Okay, let's be frank. _The Golden Perch _served the best beer in the Eastfarthing, so I think it is up there with _The Green Dragon. _I would like to bring forth a petition to remove _The Floating Log _and replace it with _The Yellow Perch_​. Who agrees?


----------



## Bard the Bowman (Nov 6, 2011)

Come on people, vote!! Show your spirit!!!!!


----------



## Prince of Cats (Nov 6, 2011)

Haha, I like the initiative, Bard the Bowman. I don't know how much luck you're going to have disrupting what's become an institution of the TTF, but you sure are thinking! I don't even recall the yellow perch tavern in the text. Can you refresh our memories?


----------



## Bard the Bowman (Nov 6, 2011)

My sincere apologies. It is actually _The *Golden *Perch. _My mistake. How do you change the title of a thread?

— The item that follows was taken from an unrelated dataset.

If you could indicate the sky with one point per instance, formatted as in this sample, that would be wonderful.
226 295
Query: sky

Anyway, the hobbits mention it during their Short Cut To 'Shrooms. Here follows an excerpt:

"All right!' said Pippin. 'I will follow you into every bog and ditch. But it is hard! I had counted on passing _The Golden Perch _at Stock before sundown. The best beer in the Eastfarthing, or used to be: it is a long time since I tasted it."

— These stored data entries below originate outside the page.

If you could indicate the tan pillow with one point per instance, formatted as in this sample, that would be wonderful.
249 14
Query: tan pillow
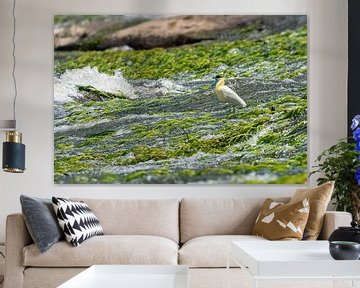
319 198
279 221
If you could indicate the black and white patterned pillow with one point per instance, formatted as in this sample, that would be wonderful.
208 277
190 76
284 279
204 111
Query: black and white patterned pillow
77 220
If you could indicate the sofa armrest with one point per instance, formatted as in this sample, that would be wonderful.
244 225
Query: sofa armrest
17 237
332 220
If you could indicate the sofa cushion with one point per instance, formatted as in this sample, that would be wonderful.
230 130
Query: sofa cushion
200 217
107 249
211 251
158 217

Now, Prince of Cats, I hope that you were not the one who voted "No". I think you want _The Golden Perch _as much as I do. Give the right vote. Don't be afraid.


----------



## David Pence (Nov 8, 2011)

Gosh, golly gee, willikers! I could have sworn I had setup all five 'inns' mentioned in Tolkien's books.

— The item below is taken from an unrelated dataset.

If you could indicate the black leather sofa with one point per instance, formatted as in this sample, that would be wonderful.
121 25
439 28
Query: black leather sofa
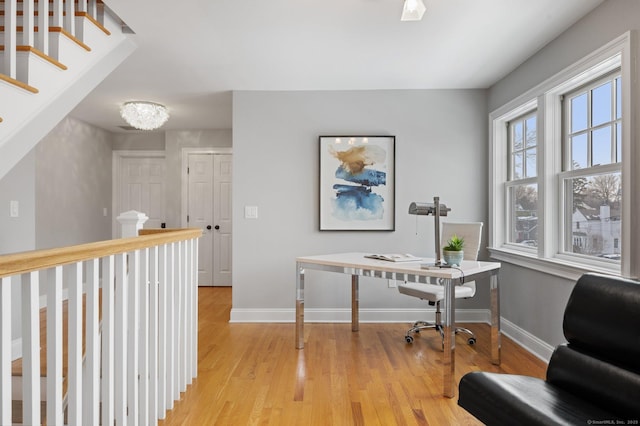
593 379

I vote for putting all those back in, and sorting out what best to do with them later.


----------



## Starbrow (Nov 9, 2011)

Certainly we need to have such an inn.


----------



## Bard the Bowman (Nov 10, 2011)

Then how come you didn't vote Starbrow?


----------



## Starbrow (Nov 10, 2011)

Because my brain had already closed for the day.;*)


----------



## Bard the Bowman (Nov 23, 2011)

So, when can we expect _The Golden Perch _to replace _​The Floating Log?_


----------



## David Pence (Nov 27, 2011)

I've put the Inn's back, um, in. Use them together ... Use them in peace. (What movie is that from quiz fans?)


----------



## Uminya (Nov 28, 2011)

Which now begs the question...what are the Golden Perch and Ivy Bush for, exactly? All of the other Inns have a description, and they seem to cover everything that might be needed...


----------



## Bard the Bowman (Nov 28, 2011)

Patience Ciryaher. I'm sure dapence will reveal his intentions. All in good time. The most important thing was to set them in place.


----------



## Erestor Arcamen (Nov 28, 2011)

dapence said:


> I've put the Inn's back, um, in. Use them together ... Use them in peace. (What movie is that from quiz fans?)


 
That would be *2010: The Year We Make Contact* 

ooh what do I win? what do I win? lol jk


----------



## Uminya (Nov 29, 2011)

Bard the Bowman said:


> Patience Ciryaher. I'm sure dapence will reveal his intentions. All in good time. The most important thing was to set them in place.


 
His intentions were to acquiesce to a request for them, most likely. What do _you_ propose they be used for? As far as I can tell, they're both pointless.


----------



## Bard the Bowman (Nov 29, 2011)

One could, as HLGStrider said, be reserved for discussions on C.S. Lewis's works. However, I suggest that _The Golden Perch, _under my moderation, be home to ideas and scripts and all sorts of things relating to a Silmarillion mini-series.


----------



## Uminya (Nov 29, 2011)

Is there some particular reason one of our existing moderators couldn't moderate the _inevitably bustling_ Golden Perch?


----------



## David Pence (Nov 29, 2011)

Yes, that's a good idea. The Ivy Bush is now dedicating to discussing works by C.S. Lewis.

The Golden Perch now dedicated to discussing works that are clearly inspired by, or have been heavily influenced by (J.K. Rowling for example) the works of J.R.R. Tolkien.


----------